Simmons voiced concern about what may happen in Pawhuska when variants of the COVID-19 virus become more prevalent in the area.
“We monitor this every day, just like we did in the fall,” Cash said.
“We have people who come here every day from all over the country, and there’s no way we can know whether or not they have COVID or have been exposed,” Simmons said, referring to Pawhuska’s tourist economy and the visitors it brings.
Turney said he liked the direction of the proposed change in Return to Learn Plan policies because the changes seemed to give more weight to personal choice. Boone expressed a similar opinion, and asked for clarification whether any student desiring to continue to wear a mask would be permitted to do so.
“We had students playing basketball with a mask on, because that’s what they chose to do,” Cash said. “At this point in time everybody is quite comfortable with a mask. Students, if they choose, it’s not a big deal.”
Roanhorse questioned how the school district would respond if an employee working in position such as front desk clerk in a school building had a health problem that made them more vulnerable to COVID-19.
Cash said the district would shuffle personnel and move that vulnerable employee into a position where he or she would be protected.

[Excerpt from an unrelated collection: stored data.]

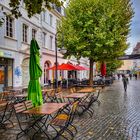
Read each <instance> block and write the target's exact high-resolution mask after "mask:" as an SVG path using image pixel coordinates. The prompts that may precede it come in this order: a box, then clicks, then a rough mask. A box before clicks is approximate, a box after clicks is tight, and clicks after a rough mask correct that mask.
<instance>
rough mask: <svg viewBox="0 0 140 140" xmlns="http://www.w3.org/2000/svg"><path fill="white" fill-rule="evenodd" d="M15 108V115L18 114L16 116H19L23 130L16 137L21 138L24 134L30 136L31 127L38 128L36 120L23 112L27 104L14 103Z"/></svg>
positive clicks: (17, 117)
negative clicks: (22, 112) (14, 104)
mask: <svg viewBox="0 0 140 140" xmlns="http://www.w3.org/2000/svg"><path fill="white" fill-rule="evenodd" d="M14 110H15V115H16V118H17V121H18V124H19V128H20V130H21V132H19V133H18V134H17V137H16V139H19V138H21V137H22V136H23V135H24V134H26V135H28V136H29V134H28V133H29V131H30V130H31V129H34V130H36V127H35V121H34V120H32V119H27V116H26V115H25V114H23V113H22V112H23V111H25V110H26V107H25V104H24V103H23V102H22V103H18V104H15V105H14ZM20 135H21V136H20ZM29 137H30V136H29Z"/></svg>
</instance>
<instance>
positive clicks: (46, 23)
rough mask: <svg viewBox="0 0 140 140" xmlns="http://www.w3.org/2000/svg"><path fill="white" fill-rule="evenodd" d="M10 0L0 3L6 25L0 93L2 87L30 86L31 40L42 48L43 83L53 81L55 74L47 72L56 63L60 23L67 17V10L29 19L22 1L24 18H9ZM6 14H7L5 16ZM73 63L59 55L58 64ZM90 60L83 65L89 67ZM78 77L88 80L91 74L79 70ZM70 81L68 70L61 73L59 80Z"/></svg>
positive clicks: (41, 80) (1, 33)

Cash and Assistant Superintendent Beverly Moore said the last positive test for COVID in the Pawhuska schools was at the high school about three weeks prior to the April 16 meeting. Persons who were quarantined in the aftermath of that positive test subsequently tested negative for COVID-19, Cash said.
The decision to relax the mask-wearing policy contained in the school district’s Return to Learn Plan came four days after the board voted to suspend the district’s Indoor Event Guidelines, which governed mask-wearing at events such as indoor athletic contests and Board of Education meetings. Cash noted that graduation is to be outdoors.
The board voted 3-1 in favor of suspending the Indoor Event Guidelines. Boone, Laird and Turney voted in favor of the move. Roanhorse voted against it, citing in particular her concern that board members were too close in proximity to one another during their meetings to safely conduct business without masks. Roanhorse left that meeting immediately after the vote.
“So I’m going to leave because I don’t want to be around people without masks on,” Roanhorse said before departing the April 12 meeting. She attended the board’s April 16 meeting virtually.
Cash said the district’s COVID-19 task force had unanimously agreed with the suspension of the Indoor Event Guidelines.
“It was unanimous among them that they don’t see the point at this juncture,” Cash said. He added, however, that some COVID-19 precautions will remain in effect. The superintendent cited, as an example, an athletic awards event where food will not be served to the crowd.
“We can’t just leap back to like it was a year ago,” Cash said.